Der sanfte Bescheidene mit der bösen Maske

Er hielt an fünf WM- und zwei Olympia-Turnieren das Schweizer Tor fast rein: Alfio Molina hat Schweizer Eishockey-Geschichte geschrieben. 20 Jahre nach seinem Rücktritt kramt er gegenüber swissinfo in seinen Erinnerungen.
Treffpunkt Resega, das Eishockey-Stadion von Lugano: Hier begann die Karriere von Alfio Molina. Bis heute ist der Hockey Club Lugano (HCL) der Klub seines Herzens geblieben. Fotografien und ein Trikot erinnern an seine Laufbahn.
Alfio Molina ist mittlerweile 61 Jahre alt. Er ist ein Gentleman geblieben und auch sein Körper ist immer noch athletisch.
Wie kam er damals dazu, Torhüter zu werden? «Es war ein Instinkt. Schon als Kind wollte ich immer ins Tor, egal ob wir Fussball oder Eishockey spielten», erzählt er. Diese Rolle entspreche seinem scheuen und eher ruhigen Charakter.
Das Supertalent
Bereits mit 15 Jahren debütierte Molina als Goalie in der Jugend-Nationalmannschaft. Gleichzeitig gelangt er in der A-Mannschaft des HCL, der damals in der ersten Division spielte. «Der Verdienst gebührt meinem damaligen Trainer Elwyn Friedrich, der Mut bewies, mich ins Gewühl zu schicken», sagt Molina bescheiden.

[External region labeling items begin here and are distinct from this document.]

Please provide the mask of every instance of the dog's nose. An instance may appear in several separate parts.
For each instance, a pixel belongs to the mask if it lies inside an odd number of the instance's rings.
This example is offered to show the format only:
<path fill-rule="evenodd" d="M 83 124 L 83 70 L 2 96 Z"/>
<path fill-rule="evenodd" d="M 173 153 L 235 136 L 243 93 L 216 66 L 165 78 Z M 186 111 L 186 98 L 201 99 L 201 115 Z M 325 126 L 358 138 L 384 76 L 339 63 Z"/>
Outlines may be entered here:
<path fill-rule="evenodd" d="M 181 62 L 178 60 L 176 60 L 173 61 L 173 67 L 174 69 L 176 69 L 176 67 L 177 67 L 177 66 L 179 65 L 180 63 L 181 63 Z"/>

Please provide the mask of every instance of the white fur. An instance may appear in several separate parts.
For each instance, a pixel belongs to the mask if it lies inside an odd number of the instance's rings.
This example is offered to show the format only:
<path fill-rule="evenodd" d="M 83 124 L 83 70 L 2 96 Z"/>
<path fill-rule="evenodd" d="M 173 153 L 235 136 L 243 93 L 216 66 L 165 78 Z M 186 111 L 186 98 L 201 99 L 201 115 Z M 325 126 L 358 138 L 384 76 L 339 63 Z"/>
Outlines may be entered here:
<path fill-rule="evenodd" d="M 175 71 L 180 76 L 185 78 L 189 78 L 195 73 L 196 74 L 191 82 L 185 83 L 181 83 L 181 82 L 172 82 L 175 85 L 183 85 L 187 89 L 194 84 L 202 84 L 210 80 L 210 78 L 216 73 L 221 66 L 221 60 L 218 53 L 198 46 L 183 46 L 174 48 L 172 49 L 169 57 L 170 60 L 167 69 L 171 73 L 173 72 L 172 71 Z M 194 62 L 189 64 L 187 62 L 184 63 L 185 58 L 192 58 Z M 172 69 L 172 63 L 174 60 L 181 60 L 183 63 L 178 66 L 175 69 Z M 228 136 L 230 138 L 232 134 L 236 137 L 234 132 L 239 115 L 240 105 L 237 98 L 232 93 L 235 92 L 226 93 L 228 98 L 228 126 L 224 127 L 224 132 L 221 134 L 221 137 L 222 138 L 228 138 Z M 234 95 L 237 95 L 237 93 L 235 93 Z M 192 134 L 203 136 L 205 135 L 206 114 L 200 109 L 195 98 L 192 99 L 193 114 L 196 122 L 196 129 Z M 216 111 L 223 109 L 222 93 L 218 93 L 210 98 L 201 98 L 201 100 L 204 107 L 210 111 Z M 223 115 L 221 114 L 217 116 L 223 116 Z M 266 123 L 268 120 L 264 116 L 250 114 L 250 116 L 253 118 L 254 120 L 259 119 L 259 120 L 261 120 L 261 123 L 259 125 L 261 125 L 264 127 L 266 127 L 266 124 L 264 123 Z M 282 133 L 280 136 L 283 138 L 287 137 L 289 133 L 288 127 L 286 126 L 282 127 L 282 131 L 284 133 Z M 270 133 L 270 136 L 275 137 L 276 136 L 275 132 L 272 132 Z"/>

Molina gab das in ihn gesetzte Vertrauen zurück. Denn am Aufstieg des HCL in die Nationalliga B hatte er durch seine Paraden im Tor entscheidenden Anteil.
Ab diesem Zeitpunkt ist er 21 Jahre lang ohne Unterbrechung Goalie des HCL. In der 22.Saison kommt es zum Rücktritt. Für Notfälle bleibt er seiner Mannschaft als Ersatz-Goalie doch noch erhalten.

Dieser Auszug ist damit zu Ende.